After One Year of Field Test, BYD Claims Perfect Results for E6, While Others Disagree

May 24th, 2011 | Posted in BYD | Electric Car

BYD’s all-electric sedan, the E6, started to provide taxi service in the city of Shenzhen on May 17, 2010. The E6 taxi fleet eventually grew to 50 vehicles. One year has passed. How did they do in the real-world trial?

Perfectly, according to BYD, which is based in Shenzhen. "In this one year, the E6s passed tough tests, going through a burning hot summer and an unusually cold winter. Both the drivers and passengers are extremely satisfied," said Li Ke, Vice President of BYD.

byd e6 taxi shenzhen

According to an article posted on the company’s official site, an E6 taxicab can drive 300km on one charge and run as fast as 140km/h. On a typical day, it covered 400km, and avoided 60.4kg of CO2 emissions. The savings on gas added up to 7,578 Yuan (1,166 US dollars) per month per car.

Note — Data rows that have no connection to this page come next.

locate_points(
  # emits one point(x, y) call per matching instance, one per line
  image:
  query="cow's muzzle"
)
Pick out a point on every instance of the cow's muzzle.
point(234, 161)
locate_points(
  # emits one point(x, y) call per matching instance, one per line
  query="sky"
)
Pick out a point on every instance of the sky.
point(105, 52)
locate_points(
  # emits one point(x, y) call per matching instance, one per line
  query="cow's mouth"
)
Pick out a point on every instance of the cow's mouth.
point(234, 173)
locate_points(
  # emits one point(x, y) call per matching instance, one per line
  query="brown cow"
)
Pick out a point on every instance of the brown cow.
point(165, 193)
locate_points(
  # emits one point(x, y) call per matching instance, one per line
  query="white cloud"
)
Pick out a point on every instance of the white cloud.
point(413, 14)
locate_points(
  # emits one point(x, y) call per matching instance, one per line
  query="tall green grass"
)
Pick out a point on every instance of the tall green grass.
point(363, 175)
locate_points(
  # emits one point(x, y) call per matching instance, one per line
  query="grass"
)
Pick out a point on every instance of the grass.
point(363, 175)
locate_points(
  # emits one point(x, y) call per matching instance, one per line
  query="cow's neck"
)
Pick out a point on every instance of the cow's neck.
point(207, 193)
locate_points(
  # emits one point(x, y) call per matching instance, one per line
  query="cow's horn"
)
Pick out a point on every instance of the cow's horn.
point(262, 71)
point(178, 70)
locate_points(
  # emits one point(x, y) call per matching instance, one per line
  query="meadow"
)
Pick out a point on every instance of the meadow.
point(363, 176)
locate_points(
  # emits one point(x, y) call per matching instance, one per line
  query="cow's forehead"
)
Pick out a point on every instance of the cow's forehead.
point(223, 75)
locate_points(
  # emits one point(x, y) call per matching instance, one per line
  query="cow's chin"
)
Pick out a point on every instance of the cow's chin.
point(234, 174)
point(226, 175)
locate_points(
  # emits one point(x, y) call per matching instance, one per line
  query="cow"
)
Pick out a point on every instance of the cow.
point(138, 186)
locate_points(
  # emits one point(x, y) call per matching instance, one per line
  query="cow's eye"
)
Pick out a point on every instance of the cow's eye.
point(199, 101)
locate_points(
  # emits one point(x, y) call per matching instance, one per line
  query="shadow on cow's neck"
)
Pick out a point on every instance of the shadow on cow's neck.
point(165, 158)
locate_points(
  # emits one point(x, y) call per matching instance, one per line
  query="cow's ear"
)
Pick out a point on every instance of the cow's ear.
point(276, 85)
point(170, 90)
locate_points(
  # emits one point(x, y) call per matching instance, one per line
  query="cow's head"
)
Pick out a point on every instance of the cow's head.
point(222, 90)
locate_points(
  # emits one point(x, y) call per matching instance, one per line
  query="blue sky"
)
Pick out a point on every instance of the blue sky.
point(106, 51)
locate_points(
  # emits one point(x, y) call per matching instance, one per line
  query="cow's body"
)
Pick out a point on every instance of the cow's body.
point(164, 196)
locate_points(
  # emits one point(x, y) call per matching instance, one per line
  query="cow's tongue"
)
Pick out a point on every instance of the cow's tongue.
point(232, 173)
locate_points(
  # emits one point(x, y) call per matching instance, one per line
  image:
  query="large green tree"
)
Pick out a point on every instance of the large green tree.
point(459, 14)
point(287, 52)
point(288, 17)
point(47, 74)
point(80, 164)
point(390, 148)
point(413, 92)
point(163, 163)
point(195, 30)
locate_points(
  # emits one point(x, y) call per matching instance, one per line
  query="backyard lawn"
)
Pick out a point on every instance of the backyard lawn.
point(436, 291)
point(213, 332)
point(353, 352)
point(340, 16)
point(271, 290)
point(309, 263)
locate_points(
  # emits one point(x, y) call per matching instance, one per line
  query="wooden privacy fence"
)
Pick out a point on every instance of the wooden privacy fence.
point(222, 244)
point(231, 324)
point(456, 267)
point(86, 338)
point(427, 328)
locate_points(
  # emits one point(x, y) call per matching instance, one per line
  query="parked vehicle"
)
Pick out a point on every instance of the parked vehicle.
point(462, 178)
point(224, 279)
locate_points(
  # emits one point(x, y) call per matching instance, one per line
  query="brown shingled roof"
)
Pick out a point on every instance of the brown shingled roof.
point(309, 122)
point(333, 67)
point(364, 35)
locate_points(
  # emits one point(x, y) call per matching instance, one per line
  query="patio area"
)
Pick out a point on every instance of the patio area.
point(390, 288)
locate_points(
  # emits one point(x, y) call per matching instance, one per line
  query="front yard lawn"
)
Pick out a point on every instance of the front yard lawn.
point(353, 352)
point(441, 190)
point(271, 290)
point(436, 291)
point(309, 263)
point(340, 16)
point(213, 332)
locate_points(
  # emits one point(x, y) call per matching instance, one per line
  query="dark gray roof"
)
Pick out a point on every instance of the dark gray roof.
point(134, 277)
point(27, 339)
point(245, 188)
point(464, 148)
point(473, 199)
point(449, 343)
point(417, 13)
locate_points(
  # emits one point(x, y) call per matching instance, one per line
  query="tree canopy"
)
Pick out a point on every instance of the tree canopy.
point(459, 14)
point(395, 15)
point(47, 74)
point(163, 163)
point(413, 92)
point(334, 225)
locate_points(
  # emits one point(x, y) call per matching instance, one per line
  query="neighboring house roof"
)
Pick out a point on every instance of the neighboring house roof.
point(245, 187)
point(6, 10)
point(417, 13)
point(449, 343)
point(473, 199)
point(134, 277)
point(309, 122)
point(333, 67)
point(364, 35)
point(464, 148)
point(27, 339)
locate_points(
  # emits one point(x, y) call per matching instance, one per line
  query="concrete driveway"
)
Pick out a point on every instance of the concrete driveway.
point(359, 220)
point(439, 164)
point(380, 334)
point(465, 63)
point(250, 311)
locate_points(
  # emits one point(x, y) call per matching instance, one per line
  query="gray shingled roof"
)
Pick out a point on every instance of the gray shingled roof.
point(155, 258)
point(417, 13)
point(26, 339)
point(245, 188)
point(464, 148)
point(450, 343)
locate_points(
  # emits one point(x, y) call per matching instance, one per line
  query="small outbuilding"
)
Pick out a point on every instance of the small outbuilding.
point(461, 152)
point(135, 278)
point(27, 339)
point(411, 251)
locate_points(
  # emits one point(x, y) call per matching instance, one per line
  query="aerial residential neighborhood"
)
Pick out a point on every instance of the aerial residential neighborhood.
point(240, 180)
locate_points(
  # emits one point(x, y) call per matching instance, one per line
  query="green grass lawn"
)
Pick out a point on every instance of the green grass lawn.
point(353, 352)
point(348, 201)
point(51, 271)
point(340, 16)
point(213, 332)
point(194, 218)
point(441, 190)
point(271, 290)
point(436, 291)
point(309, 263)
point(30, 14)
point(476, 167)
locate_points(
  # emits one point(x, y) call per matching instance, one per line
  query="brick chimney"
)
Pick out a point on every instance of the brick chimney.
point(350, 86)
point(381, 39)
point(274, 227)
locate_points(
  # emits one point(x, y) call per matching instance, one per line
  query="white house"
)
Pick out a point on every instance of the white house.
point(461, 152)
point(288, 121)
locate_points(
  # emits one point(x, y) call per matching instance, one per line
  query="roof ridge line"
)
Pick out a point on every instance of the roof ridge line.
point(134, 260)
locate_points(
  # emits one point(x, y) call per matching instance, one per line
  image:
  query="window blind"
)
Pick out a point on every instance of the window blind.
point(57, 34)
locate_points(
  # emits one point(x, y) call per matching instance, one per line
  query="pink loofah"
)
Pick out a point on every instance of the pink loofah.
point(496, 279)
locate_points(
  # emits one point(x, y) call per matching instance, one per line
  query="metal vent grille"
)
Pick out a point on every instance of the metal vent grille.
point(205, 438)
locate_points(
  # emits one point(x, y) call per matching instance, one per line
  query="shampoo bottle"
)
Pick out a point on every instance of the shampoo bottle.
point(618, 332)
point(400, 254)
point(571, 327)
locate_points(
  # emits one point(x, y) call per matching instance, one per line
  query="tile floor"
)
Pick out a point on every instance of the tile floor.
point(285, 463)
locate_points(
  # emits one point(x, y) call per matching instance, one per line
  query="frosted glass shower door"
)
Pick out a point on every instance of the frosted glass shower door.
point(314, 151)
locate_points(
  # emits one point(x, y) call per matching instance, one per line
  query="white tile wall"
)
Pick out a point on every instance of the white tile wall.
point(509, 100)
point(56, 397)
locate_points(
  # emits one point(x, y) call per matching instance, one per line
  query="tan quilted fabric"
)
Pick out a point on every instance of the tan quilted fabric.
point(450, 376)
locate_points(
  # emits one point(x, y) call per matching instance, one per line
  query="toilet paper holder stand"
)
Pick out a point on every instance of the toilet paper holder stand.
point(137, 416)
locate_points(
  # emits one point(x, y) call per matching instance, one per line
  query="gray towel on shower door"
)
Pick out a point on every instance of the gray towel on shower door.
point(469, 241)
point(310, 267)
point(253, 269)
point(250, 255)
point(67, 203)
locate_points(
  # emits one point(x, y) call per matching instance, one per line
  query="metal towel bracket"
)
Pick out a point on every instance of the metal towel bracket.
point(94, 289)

What’s more, while the total mileage of the EV fleet topped 3 million km, the batteries showed little sign of diminishing efficiency and the ranges remained stable, allaying the fear that frequent recharges, especially in the fast mode, would significantly weaken the batteries’ performance.

Yet, we hear a different story from Pengcheng Electric Taxi Company, which operates the fleet (55% of Pengcheng is owned by the Shenzhen Bus Company, 45% by BYD). Du Jun, its General Manager, told reporters earlier this month that the E6 taxi team has incurred a huge financial loss and he wished the qualities of the cars can be improved.

While saving on fuel, a new E6 has a high price tag of 300,000 Yuan, compared with that of around 100,000 Yuan on an ordinary taxicab; costs nearly twice to get services and parts; earns significantly less as the electric sedan has to stop for long hours each day for recharge and routinely reject customers who want to go far. As a result, Pengcheng lost 7 million Yuan in the one-year trial period from the EV fleet.

For the battery, Du Jun said that several cars had noticeably smaller power capacities. The real problem can only be more severe than it appeared in Shenzhen, a city in the subtropical zone and having few, if any, freezing days that are known to be hostile to EV battery efficiency.